Pourquoi « notre Sécu » n’a pas d’équivalent dans le monde

Il est important de revenir à l’occasion du 80e anniversaire de la Sécurité sociale sur quelques éléments concernant son origine et les principes qui constituent son fondement (première partie).

Par Laurent Weber
Publié le 16 février 2025
Temps de lecture : 3 minutes

La Sécurité sociale et les ordonnances d’octobre 1945 qui l’ont instituée sont avant tout le produit d’un long combat de la classe ouvrière de plus d’un siècle et demi et de la mobilisation révolutionnaire à la fin de la Deuxième Guerre mondiale.

Il ne faut donc jamais perdre de vue que la « Sécu de 1945 » est une conquête majeure de la classe ouvrière de ce pays qui n’a pas d’équivalent dans le monde.

La Sécurité sociale a été conçue sur la base d’un principe : « Chacun cotise en fonction de ses moyens et reçoit en fonction de ses besoins ».

Ainsi tous les travailleurs assurent son financement au travers d’une cotisation calculée en fonction de leur salaire.

Toutefois, il est important de préciser que la cotisation est constituée d’une part par la somme prélevée chaque mois sur le salaire versé sur le compte bancaire du salarié et d’autre part par la partie du salaire appelée salaire différé transférée directement aux Urssaf par les patrons.

Le salaire différé n’est donc pas une « charge ou cotisation patronale » comme souvent il est nommé mais constitue bien en réalité une partie du salaire des travailleurs.

Ce salaire différé a été imposé au patronat compte tenu du rapport de force en 1945, ce qu’il n’a bien entendu jamais accepté.

Une organisation contraire aux lois du capital

Cette cotisation ouvre les droits et permet ainsi aux travailleurs et à leur famille de recevoir des prestations en fonction de leurs besoins comme le précise l’article 1er de l’ordonnance du 4 octobre 1945 : « Il est institué une organisation de la Sécurité sociale destinée à garantir les travailleurs et leurs familles contre les risques de toute nature susceptibles de réduire ou de supprimer leur capacité de gain, à couvrir les charges de maternité et les charges de famille qu’ils supportent. »

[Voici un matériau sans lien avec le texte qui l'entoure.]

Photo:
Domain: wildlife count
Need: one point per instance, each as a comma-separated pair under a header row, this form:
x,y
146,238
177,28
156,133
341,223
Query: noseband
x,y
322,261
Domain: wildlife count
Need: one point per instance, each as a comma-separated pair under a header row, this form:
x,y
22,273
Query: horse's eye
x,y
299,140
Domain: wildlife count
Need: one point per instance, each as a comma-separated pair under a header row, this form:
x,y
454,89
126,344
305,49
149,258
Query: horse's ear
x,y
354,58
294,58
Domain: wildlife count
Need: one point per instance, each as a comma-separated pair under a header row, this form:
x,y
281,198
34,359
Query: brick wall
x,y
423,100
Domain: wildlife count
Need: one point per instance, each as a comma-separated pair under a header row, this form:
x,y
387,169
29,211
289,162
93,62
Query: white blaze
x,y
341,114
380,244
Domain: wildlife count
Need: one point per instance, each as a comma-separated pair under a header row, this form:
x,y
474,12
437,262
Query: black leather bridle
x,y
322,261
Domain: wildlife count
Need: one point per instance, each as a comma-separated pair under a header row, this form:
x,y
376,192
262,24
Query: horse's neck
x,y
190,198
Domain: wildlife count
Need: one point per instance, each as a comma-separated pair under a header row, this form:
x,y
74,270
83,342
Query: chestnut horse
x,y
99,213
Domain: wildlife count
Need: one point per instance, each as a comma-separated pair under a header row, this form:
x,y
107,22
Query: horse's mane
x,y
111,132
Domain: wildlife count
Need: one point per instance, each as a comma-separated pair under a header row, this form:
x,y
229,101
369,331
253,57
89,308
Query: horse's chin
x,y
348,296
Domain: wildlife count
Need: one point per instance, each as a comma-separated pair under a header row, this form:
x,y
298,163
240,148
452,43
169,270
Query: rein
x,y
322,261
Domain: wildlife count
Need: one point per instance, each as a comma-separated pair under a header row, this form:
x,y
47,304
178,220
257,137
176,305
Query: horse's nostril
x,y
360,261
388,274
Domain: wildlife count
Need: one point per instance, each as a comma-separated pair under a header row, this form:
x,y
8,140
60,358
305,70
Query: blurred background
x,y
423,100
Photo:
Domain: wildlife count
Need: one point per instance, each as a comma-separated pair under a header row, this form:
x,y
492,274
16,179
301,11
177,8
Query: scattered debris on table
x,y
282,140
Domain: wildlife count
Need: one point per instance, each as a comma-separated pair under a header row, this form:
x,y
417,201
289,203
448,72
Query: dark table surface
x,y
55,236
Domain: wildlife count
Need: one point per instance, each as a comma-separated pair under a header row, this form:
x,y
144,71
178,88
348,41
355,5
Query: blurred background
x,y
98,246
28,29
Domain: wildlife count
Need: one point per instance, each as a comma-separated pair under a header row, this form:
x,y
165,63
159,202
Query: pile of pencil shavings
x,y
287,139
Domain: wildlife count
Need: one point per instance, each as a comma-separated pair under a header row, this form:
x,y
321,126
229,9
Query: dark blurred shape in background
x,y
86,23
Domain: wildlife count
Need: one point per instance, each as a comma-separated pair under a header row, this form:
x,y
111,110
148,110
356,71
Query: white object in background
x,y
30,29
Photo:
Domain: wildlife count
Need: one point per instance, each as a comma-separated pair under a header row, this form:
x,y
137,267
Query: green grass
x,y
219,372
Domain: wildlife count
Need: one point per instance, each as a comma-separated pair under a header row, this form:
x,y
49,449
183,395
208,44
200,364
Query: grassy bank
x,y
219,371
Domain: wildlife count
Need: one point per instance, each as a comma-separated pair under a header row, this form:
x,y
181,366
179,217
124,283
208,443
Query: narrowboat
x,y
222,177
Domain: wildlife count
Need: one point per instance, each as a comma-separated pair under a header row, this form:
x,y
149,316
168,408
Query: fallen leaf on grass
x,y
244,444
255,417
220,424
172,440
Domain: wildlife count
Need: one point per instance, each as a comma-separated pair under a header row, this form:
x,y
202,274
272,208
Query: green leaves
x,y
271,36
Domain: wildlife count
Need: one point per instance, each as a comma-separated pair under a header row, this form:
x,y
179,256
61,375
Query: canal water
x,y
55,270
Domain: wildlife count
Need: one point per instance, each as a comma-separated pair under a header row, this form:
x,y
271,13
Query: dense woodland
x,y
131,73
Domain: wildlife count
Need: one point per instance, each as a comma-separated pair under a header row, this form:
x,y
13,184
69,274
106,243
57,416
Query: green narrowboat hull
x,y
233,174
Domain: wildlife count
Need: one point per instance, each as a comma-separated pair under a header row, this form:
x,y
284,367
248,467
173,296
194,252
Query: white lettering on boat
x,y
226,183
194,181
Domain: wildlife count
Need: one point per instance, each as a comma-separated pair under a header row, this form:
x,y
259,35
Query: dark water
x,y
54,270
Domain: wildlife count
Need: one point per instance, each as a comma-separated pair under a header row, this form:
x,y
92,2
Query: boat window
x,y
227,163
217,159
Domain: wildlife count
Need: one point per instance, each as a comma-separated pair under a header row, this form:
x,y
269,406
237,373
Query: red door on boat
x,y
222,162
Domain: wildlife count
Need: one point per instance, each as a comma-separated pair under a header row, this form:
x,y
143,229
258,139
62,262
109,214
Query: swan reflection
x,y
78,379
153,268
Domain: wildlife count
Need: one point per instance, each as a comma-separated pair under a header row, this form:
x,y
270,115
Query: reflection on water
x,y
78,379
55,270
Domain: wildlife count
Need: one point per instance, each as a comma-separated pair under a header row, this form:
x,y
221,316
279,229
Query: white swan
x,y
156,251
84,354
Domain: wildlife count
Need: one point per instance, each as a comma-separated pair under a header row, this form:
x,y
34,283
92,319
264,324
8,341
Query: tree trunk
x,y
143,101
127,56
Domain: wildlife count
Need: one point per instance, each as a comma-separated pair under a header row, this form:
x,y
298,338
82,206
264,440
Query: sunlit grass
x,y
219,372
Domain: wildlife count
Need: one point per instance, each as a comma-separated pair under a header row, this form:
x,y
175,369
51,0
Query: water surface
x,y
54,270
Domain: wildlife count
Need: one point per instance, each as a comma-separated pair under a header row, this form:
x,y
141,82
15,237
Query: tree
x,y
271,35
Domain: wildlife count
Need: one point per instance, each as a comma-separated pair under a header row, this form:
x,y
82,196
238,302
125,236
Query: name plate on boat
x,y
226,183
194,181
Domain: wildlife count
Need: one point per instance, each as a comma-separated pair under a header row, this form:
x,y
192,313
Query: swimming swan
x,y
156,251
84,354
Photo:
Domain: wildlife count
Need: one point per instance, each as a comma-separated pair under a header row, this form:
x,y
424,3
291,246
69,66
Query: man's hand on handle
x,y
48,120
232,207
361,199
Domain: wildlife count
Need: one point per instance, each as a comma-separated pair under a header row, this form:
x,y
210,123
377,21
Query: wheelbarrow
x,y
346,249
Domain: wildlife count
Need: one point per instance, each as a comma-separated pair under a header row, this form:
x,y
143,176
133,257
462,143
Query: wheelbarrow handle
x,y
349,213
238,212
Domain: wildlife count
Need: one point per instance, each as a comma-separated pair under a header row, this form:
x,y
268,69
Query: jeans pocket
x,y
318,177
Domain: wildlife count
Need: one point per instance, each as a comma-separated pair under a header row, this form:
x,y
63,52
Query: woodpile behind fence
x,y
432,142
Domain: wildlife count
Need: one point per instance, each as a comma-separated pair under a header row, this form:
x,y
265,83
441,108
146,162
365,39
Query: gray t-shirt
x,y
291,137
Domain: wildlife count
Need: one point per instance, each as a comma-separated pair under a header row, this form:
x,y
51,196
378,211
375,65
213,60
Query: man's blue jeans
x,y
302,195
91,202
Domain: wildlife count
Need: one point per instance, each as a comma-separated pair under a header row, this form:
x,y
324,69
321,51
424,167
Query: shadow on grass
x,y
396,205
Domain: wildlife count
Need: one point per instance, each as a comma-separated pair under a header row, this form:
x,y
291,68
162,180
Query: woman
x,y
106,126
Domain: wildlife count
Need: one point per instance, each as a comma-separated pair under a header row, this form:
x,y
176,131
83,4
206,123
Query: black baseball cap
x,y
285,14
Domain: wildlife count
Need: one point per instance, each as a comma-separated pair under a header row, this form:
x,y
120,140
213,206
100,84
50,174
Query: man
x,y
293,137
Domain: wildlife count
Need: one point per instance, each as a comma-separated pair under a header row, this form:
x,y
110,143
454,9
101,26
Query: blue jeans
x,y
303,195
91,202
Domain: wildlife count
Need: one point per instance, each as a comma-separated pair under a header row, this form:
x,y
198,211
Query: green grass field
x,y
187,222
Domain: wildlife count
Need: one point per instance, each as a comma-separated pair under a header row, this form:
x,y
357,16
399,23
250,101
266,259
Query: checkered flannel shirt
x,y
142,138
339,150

Ce système est contraire au système capitaliste car il ne génère aucun profit puisque les cotisations sont toutes immédiatement reversées sous forme de prestations, d’indemnités journalières, de frais d’hospitalisation, de pensions de retraite, de pensions d’invalidité, d’allocations… et échappent aux circuits de la finance.

C’est la raison pour laquelle la Sécurité sociale depuis sa création a fait l’objet de nombreuses attaques et des coups lui ont été portés pour tenter de la remettre en cause.

Parmi les plus importants on peut citer : les ordonnances de 1967 promulguées sous de Gaulle qui ont fait éclater l’institution en 4 branches (maladie, famille, retraite, recouvrement) ; l’instauration de la CGS par Rocard en 1991 qui a ouvert la voie à la fiscalisation de la Sécurité sociale, c’est-à-dire à son financement par l’impôt ; le plan Juppé en 1995 qui a institué que le financement de la Sécurité sociale devait désormais faire l’objet chaque année d’une loi votée par l’Assemblée nationale. Cette loi ayant pour principal objet de permettre aux différents gouvernements de diminuer les dépenses de l’Assurance maladie au travers des dispositifs tel que l’Ondam1L’Ondam (Objectif national de dépenses de l’assurance maladie) est voté chaque année par les députés dans le cadre de la loi de financement de la Sécurité sociale. Ce dispositif est contraire à l’un des principes fondateurs de la Sécurité sociale puisque ce ne sont pas les besoins qui déterminent les budgets mais des critères économiques. et de prendre des mesures de remise en cause.

Cette offensive contre la Sécurité sociale intègre bien entendu toutes les réformes relatives aux retraites qui ont reculé l’âge de départ à la retraite et augmenté le nombre d’annuités pour avoir droit à une retraite à taux plein.

Tous les gouvernements, de droite comme de gauche, ont participé d’une manière ou d’une autre à cette offensive permanente contre la Sécurité sociale. D’ailleurs, il faut noter que les différents gouvernements qui se sont succédé n’ont jamais remis en cause ce qu’avait mis en place le précédent.